James: Percival Everett

Published by Random House / Mantle / Picador, 2024, 303 pages

“My name is James. I wish I could tell my story with a sense of history as much as industry. I was sold when I was born and then sold again. … I can tell you that I am a man who is cognizant of his world, a man who has a family, who loves a family, who has been torn from his family; a man who can read and write, a man who will not let his story be self-related, but self-written.

“With my pencil, I wrote myself into being.”

Percival Everett has given us a fresh take on Mark Twain’s Adventures of Huckleberry Finn, from the point of view of the slave Jim. While James stays fairly close to the plot of the original, it imbues it with a completely different perspective.

Jim and his wife Sadie and daughter Lizzie are Miss Watson’s slaves. When Jim hears that Miss Watson is going to sell him, separating him from his family, he escapes to Jackson Island, an uninhabited island on the Mississippi. Meanwhile Huck, who lives with Miss Watson, fakes his own death to escape his violent father and also ends up on Jackson Island.

The two of them join forces and take off on the Mississippi river. Jim wants to get enough money to buy Sadie and Lizzie, so he can free them. But he cannot do that as a slave: he needs to go north, where slavery has been abolished.

We get to know Jim much better than we did in the original—he emerges as a much more rounded character. He has educated himself, teaching himself to read and write, and passing that knowledge on to other slaves—secretly, because white folk will never allow a slave to acquire any kind of knowledge. This is reflected in the way slaves speak—proper English among themselves, and slave talk in front of white people, playing to their image of the slave as stupid and gullible, and by doing so, subverting the image. James holds classes for Black children, teaching them how to act stupid in front of white people, to never reveal their knowledge, their ability to read and write. And how better to do this than by speaking like dumb, illiterate folk.

“The children said together, ‘And the better they feel, the safer we are.’
‘February, translate that.’
‘Da mo’ betta dey feels, da mo’ safer we be.’”

When James slips into normal speech in front of Huck, Huck asks him why he is speaking funny. Although he and Huck are close, Jim cannot trust him enough to let him into the secret.

Knowledge is central to how slaves try to better their lot—it is forbidden fruit as far as their masters are concerned, and therefore even more precious. George, a slave Jim runs into, steals the nub of a pencil for him, with the injunction, “Tell your story”. When the theft is discovered, George is whipped and killed for having dared to steal a nub of a pencil. That incident speaks volumes, not just about the value placed on the lives of slaves and the tyranny they have to live under, but the power that knowledge confers. A slave who can read and write is a threat to the system.

Jim values that pencil in the same way he values the books he stole and carries with him everywhere—that nub is the key to his freedom in a much deeper sense.

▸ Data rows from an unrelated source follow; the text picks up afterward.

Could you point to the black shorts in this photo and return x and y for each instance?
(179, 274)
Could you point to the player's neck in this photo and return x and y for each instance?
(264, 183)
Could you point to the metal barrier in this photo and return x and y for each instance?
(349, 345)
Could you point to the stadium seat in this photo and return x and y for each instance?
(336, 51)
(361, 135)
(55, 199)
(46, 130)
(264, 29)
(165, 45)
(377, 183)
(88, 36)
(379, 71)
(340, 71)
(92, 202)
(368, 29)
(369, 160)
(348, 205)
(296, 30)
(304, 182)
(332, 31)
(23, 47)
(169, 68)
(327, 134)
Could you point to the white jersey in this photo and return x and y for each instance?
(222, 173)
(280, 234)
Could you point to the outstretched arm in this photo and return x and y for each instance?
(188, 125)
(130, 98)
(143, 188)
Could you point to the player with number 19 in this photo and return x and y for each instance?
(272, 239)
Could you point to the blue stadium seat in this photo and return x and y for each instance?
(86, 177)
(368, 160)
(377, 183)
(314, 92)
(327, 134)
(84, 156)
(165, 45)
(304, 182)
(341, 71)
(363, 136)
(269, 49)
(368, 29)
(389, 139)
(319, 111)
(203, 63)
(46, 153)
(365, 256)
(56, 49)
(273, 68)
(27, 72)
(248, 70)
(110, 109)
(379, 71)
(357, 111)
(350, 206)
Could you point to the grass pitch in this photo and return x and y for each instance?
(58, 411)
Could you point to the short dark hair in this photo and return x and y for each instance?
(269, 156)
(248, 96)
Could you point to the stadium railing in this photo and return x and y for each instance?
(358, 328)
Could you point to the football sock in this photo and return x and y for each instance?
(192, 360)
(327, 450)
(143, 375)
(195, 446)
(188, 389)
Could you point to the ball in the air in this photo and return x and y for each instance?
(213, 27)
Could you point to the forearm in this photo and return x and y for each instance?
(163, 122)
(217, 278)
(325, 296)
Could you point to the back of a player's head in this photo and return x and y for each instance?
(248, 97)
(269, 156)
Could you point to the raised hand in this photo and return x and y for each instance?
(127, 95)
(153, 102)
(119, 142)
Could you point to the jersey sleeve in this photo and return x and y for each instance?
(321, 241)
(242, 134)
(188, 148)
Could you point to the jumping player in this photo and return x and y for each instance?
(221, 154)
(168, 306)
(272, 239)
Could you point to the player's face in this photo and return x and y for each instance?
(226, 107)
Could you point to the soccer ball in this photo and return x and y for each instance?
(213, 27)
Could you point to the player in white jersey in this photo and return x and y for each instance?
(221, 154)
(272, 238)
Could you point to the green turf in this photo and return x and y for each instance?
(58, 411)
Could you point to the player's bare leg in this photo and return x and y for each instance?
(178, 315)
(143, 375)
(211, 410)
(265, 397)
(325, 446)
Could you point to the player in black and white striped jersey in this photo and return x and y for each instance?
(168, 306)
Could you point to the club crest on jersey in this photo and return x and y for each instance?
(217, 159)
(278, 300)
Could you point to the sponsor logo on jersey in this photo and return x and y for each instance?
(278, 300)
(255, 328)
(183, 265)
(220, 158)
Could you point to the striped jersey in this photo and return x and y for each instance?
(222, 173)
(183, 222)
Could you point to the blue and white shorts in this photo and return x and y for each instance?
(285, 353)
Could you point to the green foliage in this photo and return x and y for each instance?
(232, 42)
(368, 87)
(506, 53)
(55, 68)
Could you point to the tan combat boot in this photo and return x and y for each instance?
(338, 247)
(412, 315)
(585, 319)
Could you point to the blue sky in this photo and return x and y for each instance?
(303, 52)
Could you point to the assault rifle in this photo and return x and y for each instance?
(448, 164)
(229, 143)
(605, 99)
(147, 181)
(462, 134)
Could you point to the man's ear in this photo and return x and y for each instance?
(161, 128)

There is an incident that I believe is not in Huck Finn and is typical of Everett’s writing: Jim is caught by a farmer, who then sells him to a travelling blackface act—white men who paint their faces with shoe polish and pretend to be Black. Jim becomes one of the actors, but ironically, he isn’t black enough and has to be made up like the others, except that he needs some white make-up around his eyes. A Black man pretending to be a white man pretending to be a Black man. But Jim is not the only Black man in the troupe. There is another Black man, who is pale enough to pass for white.

James was one of my best reads of the year: it is not just clever but has a depth of feeling. I loved Jim—a man who refuses to be defined by others, who walks the tightrope, trying to improve himself, while at the same time, hiding his true self from white people because exposure could get him killed. He is clearly erudite—he has long internal dialogues with philosophers, dialogues that are unimaginable to the people who claim to be smarter and better than him.

By giving this character his own voice, Everett has given the story much more depth. This is a book about race, friendship, and the power of knowledge and language.